Note that when you turn on profiling, aspects of the JIT (Just In Time Compiler) might be turned off. It can take considerably longer to execute code when profiling is turned on, and you can end up with severely distorted understandings of relative executions time.
It is essentially impossible to deduce computational complexity by measuring execution time on modern computers.
A couple of months ago I posted this with regards to computational complexity of exp():
The question can be talked about from a theory standpoint, or from a practical standpoint.
From a theory standpoint, exp(), being a 1 to 1 function, could theoretically be implemented as a single lookup table, and therefore could be represented as taking constant time.
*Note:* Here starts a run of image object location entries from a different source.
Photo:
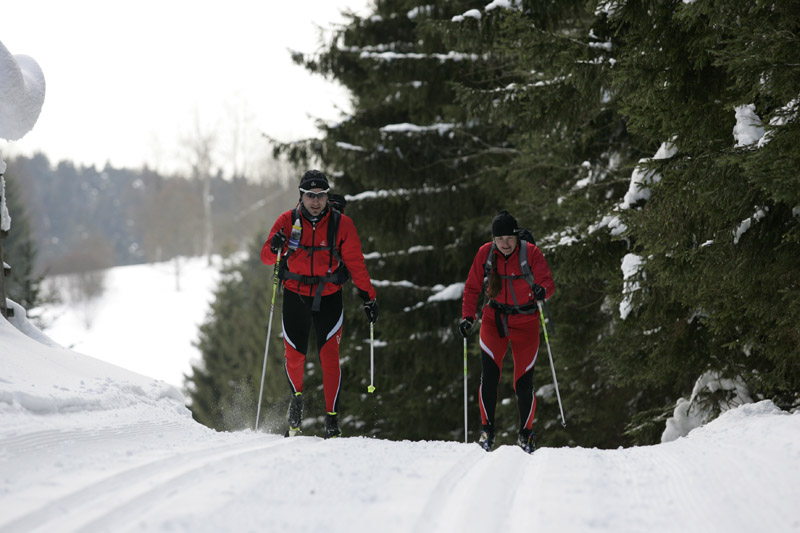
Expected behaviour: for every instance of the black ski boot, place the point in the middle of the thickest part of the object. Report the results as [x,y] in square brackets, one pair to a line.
[526,441]
[486,440]
[332,426]
[295,414]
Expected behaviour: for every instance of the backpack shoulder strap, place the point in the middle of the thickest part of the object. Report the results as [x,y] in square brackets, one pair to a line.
[333,233]
[524,266]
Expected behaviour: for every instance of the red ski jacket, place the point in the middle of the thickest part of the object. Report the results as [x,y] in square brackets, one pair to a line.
[506,266]
[306,263]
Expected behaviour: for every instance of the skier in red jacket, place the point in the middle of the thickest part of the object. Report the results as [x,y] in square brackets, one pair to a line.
[313,270]
[511,315]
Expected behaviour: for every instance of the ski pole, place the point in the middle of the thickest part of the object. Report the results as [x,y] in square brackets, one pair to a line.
[269,332]
[465,390]
[371,388]
[552,366]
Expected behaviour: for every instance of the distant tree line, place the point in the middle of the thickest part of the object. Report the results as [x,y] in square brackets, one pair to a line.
[83,218]
[614,131]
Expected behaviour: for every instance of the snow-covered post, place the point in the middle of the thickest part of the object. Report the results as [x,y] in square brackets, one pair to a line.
[21,97]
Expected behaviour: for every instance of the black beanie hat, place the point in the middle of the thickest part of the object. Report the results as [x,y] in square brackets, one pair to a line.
[504,224]
[314,179]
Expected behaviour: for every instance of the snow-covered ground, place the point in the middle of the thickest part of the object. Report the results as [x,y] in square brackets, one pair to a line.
[88,446]
[145,320]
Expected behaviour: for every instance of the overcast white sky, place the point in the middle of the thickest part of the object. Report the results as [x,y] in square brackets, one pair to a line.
[127,80]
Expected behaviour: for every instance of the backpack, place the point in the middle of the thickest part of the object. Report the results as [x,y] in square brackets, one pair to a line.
[337,277]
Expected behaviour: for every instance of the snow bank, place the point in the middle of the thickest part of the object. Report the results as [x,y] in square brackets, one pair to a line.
[694,412]
[41,378]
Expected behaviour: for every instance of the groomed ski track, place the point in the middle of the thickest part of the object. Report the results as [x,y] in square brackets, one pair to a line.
[146,470]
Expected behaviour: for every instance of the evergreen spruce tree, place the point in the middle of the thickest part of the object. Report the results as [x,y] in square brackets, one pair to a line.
[224,386]
[718,233]
[20,252]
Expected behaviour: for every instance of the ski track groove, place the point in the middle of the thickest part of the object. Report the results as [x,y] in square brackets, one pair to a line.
[460,501]
[47,438]
[173,482]
[125,490]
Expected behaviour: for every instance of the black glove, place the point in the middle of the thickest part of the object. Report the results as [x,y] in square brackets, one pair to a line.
[277,242]
[371,308]
[465,326]
[538,292]
[525,235]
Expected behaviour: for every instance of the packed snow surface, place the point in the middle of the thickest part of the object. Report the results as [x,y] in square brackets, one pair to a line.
[88,446]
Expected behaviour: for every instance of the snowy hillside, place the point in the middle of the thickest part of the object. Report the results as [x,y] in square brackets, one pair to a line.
[88,446]
[145,320]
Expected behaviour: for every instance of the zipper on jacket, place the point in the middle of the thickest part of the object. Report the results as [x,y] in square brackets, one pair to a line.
[311,253]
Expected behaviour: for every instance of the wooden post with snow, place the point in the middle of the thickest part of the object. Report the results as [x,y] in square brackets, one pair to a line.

Some processors implement exp() in hardware, though it does not appear that any of the mainstream general purpose architectures do. NVIDIA offers __device__float __expf for base e exponentiation.
If you examine the theory of what computational complexity measures, it basically measures the growth in the number of times that you need to apply a unary or binary operation to values, measuring how the number of times rises as the size of the input increases. Computational complexity does not care how long it takes to calculate any one operation -- that is all folded into constants of proportionality that do not matter when it comes time to talk about rate of growth. An algorithm that needs to touch every item of input 1073 times will be faster, on large enough inputs, than an algorithm that somehow computes the same thing with 3*n operations per n input (so 3*n*n = 3*n^2 operations). So as far as computational complexity is concerned, how long it takes to compute exp() does not matter: the time is a bounded constant per single input for any given processor. And yet, obviously in practice it makes a notable difference whether you do exp(sum(x)) or you do prod(exp(x)). Computational complexity doesn't care, but real processors do.
Theoretical analysis says that you can calculate a matrix multiplication in time proportional to about n^2.3 when the array is n by n: people have proven it in theory and said explicitly how it could be done. But in practice, the computation takes a lot of memory and needs a lot of initialization, so it is slower in theory than the common n^3 algorithm until you get array sizes somewhere beyond 10^10. What is faster in practice is the "blocked" matrix multiplication algorithms from the BLAS type libraries, that know about processor cache sizes and know to reduce locality of reference and are suitable for execution on multiple hardware threads simultaneously. Thus if you create an algorithm that involves a matrix multiplication, then the computational complexity you need to use for theory analysis is the n^2.3-ish figure, because it could be done in that proportion -- but the complexity you would measure for that step would be n^3, and you would get the results very much sooner than if you use the n^2.3-ish algorithm...